The Forgotten Second Coming — 6 Comments

  1. A straightforward reading of the New Testament documents leaves the clear impression that both writers and recipients believed they were living in eschatological times. For those of us in the 21st Century who believe their testimony about Jesus, which is more likely: that they were wrong about the timing of future events and just how imminent the Lord’s coming was…or…that they were right about the timing and we have simply assumed they were predicting something physically cataclysmic when they were actually talking about something that would be spiritually cataclysmic?

    Personally, I find it almost impossible to believe that they could have been right about everything else but utterly premature when they spoke about when the prophesied future would occur.

    • Regardless of then & now we are to keep on living in expectation…like Abraham, a stranger in a foreign land. I see no reason for some kind of hidden meaning as if there is some kind of world within a world & Christs return is some kind of spiritual essence that lives inside us & the world is not really going to change in the twinkling of an eye…

      It would be helpful if you narrowed down “New Testament documents.” I expect there was much persecution of the early church so believers had every reason to think the time is near. Yet scripture also speaks of patience as God graciously includes the “ends of the earth” as lands were yet to be evangelised & people saved from every nation..

      Some things repeat themselves growing in intensity creating a certain impression…I would of thought WW2 had a few people thinking this was it….WW1 also…No time or date is prophesied, only a promise of return. Ironiclly some Christian nations (historically) are now being witnessed to by believers from non Christian nations (historically)

  2. This was wonderfully stated and serves as a very practical challenge to us to live everyday in the expectation of Christ’s return. Thank you.

  3. I have often wondered what we really mean my saying “Happy New Year”.
    today when I awoke in spiritual darkness this hit home. Thanks for your article that reminds us that our focus is not on this world, but on what we can expect when Christ takes us to our eternal home.

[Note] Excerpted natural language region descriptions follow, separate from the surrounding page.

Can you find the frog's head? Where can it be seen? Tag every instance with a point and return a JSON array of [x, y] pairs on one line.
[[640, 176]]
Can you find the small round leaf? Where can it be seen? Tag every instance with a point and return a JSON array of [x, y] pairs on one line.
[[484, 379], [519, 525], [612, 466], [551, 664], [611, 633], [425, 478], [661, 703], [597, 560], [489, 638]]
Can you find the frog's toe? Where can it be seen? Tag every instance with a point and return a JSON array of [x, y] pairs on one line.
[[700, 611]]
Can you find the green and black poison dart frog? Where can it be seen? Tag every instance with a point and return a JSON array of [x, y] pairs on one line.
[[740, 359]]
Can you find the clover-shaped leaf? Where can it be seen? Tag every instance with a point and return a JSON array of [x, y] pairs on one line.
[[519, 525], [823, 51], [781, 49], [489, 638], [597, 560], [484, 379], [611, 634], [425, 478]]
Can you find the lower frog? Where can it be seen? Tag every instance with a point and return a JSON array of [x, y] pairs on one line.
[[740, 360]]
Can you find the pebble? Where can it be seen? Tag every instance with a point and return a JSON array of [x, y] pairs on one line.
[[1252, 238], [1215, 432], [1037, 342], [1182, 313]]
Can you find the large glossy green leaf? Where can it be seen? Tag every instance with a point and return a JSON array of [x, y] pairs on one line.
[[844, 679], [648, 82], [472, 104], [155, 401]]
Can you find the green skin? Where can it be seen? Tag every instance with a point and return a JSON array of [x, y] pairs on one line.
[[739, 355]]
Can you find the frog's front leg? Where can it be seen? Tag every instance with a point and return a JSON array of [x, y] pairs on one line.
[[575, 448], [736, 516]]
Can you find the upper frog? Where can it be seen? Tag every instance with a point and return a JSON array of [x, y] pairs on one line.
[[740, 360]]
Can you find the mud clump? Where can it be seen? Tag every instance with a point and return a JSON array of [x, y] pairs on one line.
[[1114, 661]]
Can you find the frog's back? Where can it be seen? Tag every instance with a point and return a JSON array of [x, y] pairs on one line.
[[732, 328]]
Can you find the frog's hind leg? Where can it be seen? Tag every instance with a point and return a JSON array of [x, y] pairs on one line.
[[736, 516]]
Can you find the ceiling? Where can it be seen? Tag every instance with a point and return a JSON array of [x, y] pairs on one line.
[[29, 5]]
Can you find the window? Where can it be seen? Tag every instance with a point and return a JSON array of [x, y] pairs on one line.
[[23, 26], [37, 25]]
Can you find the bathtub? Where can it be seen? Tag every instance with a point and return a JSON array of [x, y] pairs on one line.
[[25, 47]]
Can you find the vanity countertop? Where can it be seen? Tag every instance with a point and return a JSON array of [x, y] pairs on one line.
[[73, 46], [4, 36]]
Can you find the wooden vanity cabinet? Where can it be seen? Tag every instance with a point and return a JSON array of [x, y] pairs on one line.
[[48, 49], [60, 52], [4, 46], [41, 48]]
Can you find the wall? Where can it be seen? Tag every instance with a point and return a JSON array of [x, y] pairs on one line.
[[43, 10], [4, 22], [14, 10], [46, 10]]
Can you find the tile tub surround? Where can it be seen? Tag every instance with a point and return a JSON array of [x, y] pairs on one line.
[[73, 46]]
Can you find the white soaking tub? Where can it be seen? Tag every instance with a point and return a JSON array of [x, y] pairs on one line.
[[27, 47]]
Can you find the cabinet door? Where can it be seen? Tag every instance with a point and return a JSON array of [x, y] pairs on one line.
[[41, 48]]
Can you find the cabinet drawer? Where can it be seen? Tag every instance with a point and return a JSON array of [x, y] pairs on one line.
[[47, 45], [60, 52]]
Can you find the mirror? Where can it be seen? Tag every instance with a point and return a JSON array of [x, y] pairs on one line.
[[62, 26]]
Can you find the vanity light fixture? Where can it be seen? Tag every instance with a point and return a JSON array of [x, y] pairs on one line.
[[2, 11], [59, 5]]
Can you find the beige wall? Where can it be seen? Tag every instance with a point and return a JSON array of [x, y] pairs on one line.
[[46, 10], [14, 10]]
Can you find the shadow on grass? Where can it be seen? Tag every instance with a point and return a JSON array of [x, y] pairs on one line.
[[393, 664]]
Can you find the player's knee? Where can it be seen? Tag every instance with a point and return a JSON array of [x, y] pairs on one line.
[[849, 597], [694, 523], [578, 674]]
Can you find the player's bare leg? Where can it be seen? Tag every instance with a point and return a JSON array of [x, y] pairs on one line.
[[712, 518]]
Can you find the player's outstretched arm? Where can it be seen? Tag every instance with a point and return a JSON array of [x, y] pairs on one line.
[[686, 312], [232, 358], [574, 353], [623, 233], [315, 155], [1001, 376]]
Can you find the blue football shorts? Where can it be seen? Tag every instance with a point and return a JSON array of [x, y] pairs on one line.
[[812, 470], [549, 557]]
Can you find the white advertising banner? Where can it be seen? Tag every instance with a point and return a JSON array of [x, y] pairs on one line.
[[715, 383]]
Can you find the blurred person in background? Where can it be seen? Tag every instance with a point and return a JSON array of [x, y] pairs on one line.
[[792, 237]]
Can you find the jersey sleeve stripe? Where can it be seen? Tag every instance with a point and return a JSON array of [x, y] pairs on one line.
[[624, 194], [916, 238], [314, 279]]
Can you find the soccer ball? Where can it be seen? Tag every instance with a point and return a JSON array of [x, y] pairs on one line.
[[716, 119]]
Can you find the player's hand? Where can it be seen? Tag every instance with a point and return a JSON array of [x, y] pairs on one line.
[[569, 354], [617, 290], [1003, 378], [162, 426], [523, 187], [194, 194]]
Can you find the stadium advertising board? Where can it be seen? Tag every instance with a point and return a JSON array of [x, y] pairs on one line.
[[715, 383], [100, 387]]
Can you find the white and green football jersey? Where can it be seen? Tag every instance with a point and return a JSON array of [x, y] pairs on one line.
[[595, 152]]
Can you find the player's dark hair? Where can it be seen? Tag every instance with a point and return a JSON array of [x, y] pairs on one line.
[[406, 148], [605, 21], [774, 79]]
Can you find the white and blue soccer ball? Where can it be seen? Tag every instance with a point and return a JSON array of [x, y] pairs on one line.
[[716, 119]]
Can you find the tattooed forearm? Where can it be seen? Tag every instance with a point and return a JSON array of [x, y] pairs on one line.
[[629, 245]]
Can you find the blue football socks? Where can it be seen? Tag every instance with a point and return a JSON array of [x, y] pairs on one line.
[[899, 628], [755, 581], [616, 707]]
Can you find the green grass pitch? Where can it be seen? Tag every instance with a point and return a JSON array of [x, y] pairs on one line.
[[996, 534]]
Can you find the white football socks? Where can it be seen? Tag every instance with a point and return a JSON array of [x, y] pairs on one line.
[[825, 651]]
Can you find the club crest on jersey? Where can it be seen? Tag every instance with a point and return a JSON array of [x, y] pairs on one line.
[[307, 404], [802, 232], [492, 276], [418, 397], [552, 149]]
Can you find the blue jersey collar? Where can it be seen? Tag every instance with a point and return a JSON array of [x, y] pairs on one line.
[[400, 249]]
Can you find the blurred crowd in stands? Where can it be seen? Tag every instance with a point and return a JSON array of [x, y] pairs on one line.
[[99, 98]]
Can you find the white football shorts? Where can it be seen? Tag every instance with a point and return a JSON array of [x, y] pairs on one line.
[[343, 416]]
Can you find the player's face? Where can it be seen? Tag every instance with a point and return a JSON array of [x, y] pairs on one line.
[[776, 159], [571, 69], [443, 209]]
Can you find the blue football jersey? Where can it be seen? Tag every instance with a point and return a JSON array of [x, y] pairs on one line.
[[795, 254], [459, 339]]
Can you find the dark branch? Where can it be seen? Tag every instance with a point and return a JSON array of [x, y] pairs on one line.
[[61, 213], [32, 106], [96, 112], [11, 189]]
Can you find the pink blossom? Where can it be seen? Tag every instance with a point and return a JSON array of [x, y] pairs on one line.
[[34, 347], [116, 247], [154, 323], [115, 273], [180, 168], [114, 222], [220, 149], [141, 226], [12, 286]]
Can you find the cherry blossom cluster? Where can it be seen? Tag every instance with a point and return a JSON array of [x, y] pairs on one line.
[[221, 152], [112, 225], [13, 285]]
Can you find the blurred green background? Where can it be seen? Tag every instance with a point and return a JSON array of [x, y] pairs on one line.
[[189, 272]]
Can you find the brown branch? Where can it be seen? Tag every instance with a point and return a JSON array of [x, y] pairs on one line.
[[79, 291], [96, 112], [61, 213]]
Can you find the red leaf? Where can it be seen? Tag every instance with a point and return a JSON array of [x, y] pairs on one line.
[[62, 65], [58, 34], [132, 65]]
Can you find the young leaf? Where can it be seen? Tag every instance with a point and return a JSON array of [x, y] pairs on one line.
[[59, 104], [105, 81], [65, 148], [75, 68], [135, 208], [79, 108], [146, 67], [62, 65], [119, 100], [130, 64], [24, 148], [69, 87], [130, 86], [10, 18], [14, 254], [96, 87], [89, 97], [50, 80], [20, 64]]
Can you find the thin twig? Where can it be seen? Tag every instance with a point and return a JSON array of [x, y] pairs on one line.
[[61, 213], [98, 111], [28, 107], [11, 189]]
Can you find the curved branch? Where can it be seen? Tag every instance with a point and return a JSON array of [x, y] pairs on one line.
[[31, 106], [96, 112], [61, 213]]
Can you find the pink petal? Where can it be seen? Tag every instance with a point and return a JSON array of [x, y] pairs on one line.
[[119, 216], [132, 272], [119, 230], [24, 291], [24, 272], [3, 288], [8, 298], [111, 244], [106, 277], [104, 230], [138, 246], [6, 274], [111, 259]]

THEN we will see the meaning of Happy New Year!!

  4. Bible history points to the Eschatological conclusion of man on earth. The “Second Coming of our Lord can be seen in two phases, the Rapture of the Church, and the Lord’s return to earth to destroy earth’s remnant unbelievers. We might remember this jewel of the Bible….”The Old Testament is the New Testament concealed, and the New Testament is the Old Testament revealed.” On another note, there is wide concern that our world leaders are evil men (and women) with little to no regard for the future welfare of their people. Why is it they cannot reason as the masses do, and turn the nations toward peace? The answer can be found throughout biblical history concluding with the eschatological ‘Wrath” of God against man and earth. Where is all of this going? Can we compare the destruction of America by political greed and individual power to that of Babylon under Nebuchadnezzar? Yes, because both nations [were] the most powerful nations of the world, and it is Daniel who teaches: “You O king, are the king of kings. The God of heaven has given you dominion and power and might and glory; in your hands He has placed mankind and the beast of the field and the birds of the air. (Daniel 2:37-38). We must never forget that it is God who moves men into power for His ultimate purposes, all leading to a New Heaven and a New Earth.

    • I think there are a couple of interpretations regarding the last days & 2nd coming. The masses want peace & prosperity but even leaders are subject to things outside their control. We truly are limited more than super people or super nations for all our wealth or intellect…Ps 2 also reflects Christ dominion & wrath, but also His peace & refuge

      In the business of life with all its uproar & worries with many countries & corporations positioning for wordly wealth & profits at the expense of godly wisdom it really is wonderful to know God has a deep concern & is working on his promises, not only now but also regarding a new heaven & a new earth & the joys that wait us there. I have to admit, I dont reflect on Christ’s return as much as I ought.